Talitha wrote:W południowoamerykańskich więzieniach warunki odsiadywania kary, phii nawet czekania na wyrok sądu, są tragiczne. Wszechpanująca anarchia, korupcja, brak poszanowania dla godności ludzkiej i fundamentalnych praw człowieka to tylko przykłady codzienności, z jaką zmagać się muszą więźniowie. Ludzie ci mają ograniczone prawo do obrony i prawdziwego, rzetelnego procesu, tam nie ma czegoś takiego jak bezstronny sąd. Wśród więźniów jest wielu Europejczyków, głównie przemytników narkotyków, którzy nijak nie mogą podlegać rodzimemu prawu. Z góry zakłada się, iż czynu dopuścili się świadomie i dobrowolnie i nikogo nie interesuje fakt, iż mogło być inaczej. Jedno z najniebezpieczniejszych więzień znajdują się w Wenezueli, złą sławą okrzyknięte jest także amerykańskie więzienie w Guantanamo, ale o nim ostatnio było dość głośno za sprawą zapewnień Obamy, że zostanie ono zamknięte.
W związku z tym nie rozumiem jakiej to nielogiczności można dopatrywać się w kfm wersji więziennej. Ten teledysk to otwarty protest przeciwko łamaniu praw człowieka, ukazanie otwartej walki z niesprawiedliwym systemem państwa. Ta wizja trafia do mnie o wiele bardziej niż fikanie z bębnami po ulicach Rio.
Podoba wam się ono, bo ładniej zgrane? Bo nie treść tylko forma się liczy?
kaem wrote:Obie wersje pod względem przekazu są tożsame, o czym już pisała Talitha. Tyle że w wersji więziennej przekaz jest na tyle czytelny i mocny, że po mordzie daje. W wersji Olodum brakuje wstępu, legendy. Michael lubował się we wstępach, w erze HIStory sobie je darował. Tu aż prosi się o takowy, w formie dokumentalnej najlepiej, by zachować surowość obrazu, przekazu i podkreślić surowość samej piosenki.

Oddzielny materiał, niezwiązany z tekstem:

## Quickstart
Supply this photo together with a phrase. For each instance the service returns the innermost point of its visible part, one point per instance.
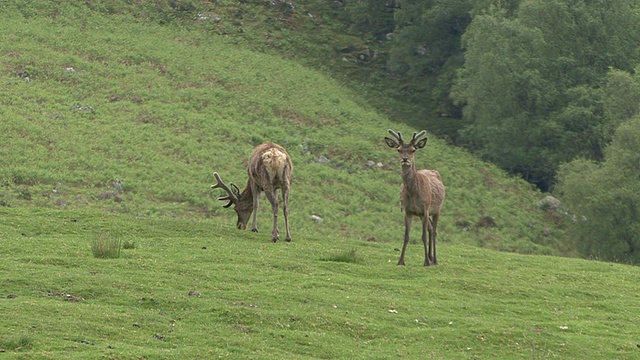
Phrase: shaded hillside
(114, 113)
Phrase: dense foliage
(603, 197)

Ale sam pomysł nagrania kfm w slumsach, z ludźmi z ulicy jest godny pochwały. (...) Oba filmy wzbudziły protesty władz, znaczy Michael dotykał czegoś ważnego. Zabrakło ostatniego odważnego kroku, by ten filmik uczynić klarownym.
Renata wrote:wersja brazylijska nie przemawia do mnie tak jak więzienna. (...) Zamierzeniem było pokazanie biedoty a pokazali ludzi, którzy są niesamowicie szczęśliwi i weseli, więc gdzie to przesłanie?

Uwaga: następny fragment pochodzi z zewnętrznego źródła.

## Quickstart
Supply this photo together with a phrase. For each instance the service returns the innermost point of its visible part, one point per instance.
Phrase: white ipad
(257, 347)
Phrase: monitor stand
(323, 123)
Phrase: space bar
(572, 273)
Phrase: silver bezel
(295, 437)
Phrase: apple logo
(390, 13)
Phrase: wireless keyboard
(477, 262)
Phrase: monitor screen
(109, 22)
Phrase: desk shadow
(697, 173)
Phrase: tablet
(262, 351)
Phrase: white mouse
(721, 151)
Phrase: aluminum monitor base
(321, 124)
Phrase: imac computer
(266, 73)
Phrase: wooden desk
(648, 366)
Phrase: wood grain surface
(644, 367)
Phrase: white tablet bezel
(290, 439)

Mariurzka wrote:zaczyna rodzić się pytanie - jak to jest z tym obrazem jako ilustracją muzyki? Co jest lepsze - dosłowność, czy wieloznaczność? Wydaje mi się, że nie ma jednoznacznej odpowiedzi - bo zarówno dosłowność, jak i wieloznaczność w sztuce potrafią być i zaletą i przekleństwem.
Brazylijska wersja TDCAU emanuje tą kompatybilnością z przesłaniem tekstu. Mamy tam przecież tych, którzy szczerze i prawdziwie mogą zawołać They don't care about us. Do tego mamy żywiołowość, która dla mnie niekoniecznie jest brazylijsko kolorowa, ale bardziej jest swoistym pozawerbalnym przekazem głoszonych treści.

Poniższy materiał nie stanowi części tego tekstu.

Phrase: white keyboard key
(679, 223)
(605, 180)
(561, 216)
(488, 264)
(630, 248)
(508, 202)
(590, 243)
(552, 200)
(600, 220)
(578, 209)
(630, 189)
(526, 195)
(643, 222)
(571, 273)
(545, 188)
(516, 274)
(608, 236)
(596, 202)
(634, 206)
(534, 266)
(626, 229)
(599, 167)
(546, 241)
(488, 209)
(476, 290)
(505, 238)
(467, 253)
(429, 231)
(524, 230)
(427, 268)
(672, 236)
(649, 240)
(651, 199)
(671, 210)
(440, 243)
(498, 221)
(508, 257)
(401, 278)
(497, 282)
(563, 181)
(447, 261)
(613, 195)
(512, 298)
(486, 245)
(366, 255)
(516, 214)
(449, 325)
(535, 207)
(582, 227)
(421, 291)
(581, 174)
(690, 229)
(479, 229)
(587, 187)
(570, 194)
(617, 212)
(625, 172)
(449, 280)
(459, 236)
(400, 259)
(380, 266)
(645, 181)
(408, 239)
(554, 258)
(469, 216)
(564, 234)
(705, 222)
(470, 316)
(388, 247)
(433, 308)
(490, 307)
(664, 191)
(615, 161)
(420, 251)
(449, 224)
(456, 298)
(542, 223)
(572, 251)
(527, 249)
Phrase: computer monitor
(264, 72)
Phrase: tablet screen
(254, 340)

Z drugiej strony zaś - więzienie. Wydaje się, że dosłowne, że naciągane. Dla mnie staje się metaforą. Oglądając ten kfm omijam tę dosłowność, a zaczynam widzieć hamletyczne stwierdzenie o państwie, będącym więzieniem; dostrzegam poza więzienną stylizacją historię o labiryncie prawa i bezprawia (a stąd krok tylko do kafkowskich rozważań o człowieku wmanipulowanym w macki bezdusznego aparatu, zaszczutym i otoczonym przez tych, którzy mają go za nic).
I mimo całego szacunku do brazylijskich faveli - więzienny Michael Jackson przemawia do mnie bardziej.
anja wrote:w brazylijskiej Michael jest wreszcie taki jakiego najbardziej chciałabym widzieć.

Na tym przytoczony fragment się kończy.